VK said:
Well, we need "styleFloat" were we need it and "cssFloat" were we need
it depending on the environment where the script is running. I hope
you have no objection to that on.
No, but the problem is that you are not testing the relevant environment.
You are trying to determine a language implementation by the features it
supports, which is unrelated to the DOM property to be used.
Also obviously we are not making a new internal test on each and every
getScriptStyle or getSheetStyle function call as it would be hugely
ineffective.
It would not be ineffective. It would probably be less _efficient_ than
other approaches, but it would no doubt be safer. Where and when I have to
choose between efficiency and safety, I choose safety, because efficiency
can vary greatly depending on the runtime environment, and a safer approach
makes maintenance a lot easier (less expensive) in all runtime environments.

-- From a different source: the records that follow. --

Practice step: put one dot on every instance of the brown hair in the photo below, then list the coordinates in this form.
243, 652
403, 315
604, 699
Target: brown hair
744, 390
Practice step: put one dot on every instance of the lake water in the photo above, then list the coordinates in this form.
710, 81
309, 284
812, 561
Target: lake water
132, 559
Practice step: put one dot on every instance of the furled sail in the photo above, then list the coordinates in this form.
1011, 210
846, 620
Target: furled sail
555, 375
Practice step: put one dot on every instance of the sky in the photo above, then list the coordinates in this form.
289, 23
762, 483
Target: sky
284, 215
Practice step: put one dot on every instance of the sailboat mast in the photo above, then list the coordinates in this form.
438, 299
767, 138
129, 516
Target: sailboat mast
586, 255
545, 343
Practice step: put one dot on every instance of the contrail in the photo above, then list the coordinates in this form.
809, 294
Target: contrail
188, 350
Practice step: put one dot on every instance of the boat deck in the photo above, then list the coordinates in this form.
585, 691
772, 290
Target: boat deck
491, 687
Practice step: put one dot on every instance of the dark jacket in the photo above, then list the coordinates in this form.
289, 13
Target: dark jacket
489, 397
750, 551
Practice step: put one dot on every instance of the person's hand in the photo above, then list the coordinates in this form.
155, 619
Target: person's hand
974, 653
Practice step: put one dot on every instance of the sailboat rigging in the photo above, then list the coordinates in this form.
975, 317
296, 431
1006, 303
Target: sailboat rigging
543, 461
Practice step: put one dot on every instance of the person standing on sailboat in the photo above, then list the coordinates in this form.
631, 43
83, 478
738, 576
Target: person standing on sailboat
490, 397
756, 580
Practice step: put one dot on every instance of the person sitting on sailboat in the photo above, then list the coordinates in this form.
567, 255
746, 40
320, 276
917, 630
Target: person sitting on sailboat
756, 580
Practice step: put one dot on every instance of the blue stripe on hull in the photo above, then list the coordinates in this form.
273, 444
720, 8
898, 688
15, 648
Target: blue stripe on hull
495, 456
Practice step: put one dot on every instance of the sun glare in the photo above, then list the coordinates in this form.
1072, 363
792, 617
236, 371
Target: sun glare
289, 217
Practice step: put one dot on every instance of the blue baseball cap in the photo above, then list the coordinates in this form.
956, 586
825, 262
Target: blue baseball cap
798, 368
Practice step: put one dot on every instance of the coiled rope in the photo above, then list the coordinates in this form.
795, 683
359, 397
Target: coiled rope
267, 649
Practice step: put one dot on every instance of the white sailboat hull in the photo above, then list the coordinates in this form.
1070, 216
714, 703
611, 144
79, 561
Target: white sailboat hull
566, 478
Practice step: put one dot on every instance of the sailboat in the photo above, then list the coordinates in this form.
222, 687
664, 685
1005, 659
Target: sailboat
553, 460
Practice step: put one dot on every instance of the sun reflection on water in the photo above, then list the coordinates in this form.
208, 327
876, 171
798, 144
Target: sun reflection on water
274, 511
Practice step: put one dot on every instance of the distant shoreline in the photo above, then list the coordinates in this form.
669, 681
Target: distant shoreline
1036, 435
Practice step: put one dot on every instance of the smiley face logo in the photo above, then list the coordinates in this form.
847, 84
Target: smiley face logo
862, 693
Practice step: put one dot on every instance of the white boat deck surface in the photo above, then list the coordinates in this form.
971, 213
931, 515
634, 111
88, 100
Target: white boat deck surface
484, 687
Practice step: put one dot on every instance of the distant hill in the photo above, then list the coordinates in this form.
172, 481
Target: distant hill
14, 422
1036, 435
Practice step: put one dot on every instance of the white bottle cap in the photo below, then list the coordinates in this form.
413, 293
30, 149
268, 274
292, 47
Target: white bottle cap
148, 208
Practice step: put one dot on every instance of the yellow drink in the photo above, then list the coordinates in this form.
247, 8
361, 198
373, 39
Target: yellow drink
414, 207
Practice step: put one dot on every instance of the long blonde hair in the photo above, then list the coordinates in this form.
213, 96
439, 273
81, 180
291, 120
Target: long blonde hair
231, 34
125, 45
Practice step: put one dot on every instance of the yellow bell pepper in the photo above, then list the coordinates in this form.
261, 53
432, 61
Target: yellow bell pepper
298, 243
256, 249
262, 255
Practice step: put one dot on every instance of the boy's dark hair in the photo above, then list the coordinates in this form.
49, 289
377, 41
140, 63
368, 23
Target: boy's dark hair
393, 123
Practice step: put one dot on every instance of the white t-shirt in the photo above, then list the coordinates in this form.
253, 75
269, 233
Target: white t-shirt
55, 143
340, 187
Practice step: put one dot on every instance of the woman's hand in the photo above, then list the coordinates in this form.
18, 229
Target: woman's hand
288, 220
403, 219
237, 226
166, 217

I hope you have no objection to that on.
I have, see above.
So we need to preset attFloat once in the most short, resource
effective and reliable way.
Non sequitur. The most reliable way is not to infer anything.
var jsx_object = jsx.object;
var v = jsx_object.getProperty(o, "cssFloat",
jsx_object.getProperty(o, "styleFloat", ""));
if (v)
{
// ...
}
whereas jsx.object.getProperty() would here be a method that determines with
o.hasOwnProperty() or, if unavailable, a `typeof' test, if the object
referred to by `o' has a property named "cssFloat"; if yes, return its
value, else return the value of the third argument, which here is either the
value of the `styleFloat' property of `o' or the empty string.
Of course, one could test the `float' implementation of only one object, and
infer from there to increase runtime efficiency. But since that would still
be inference, and thus not be safe enough, I would recommend against that.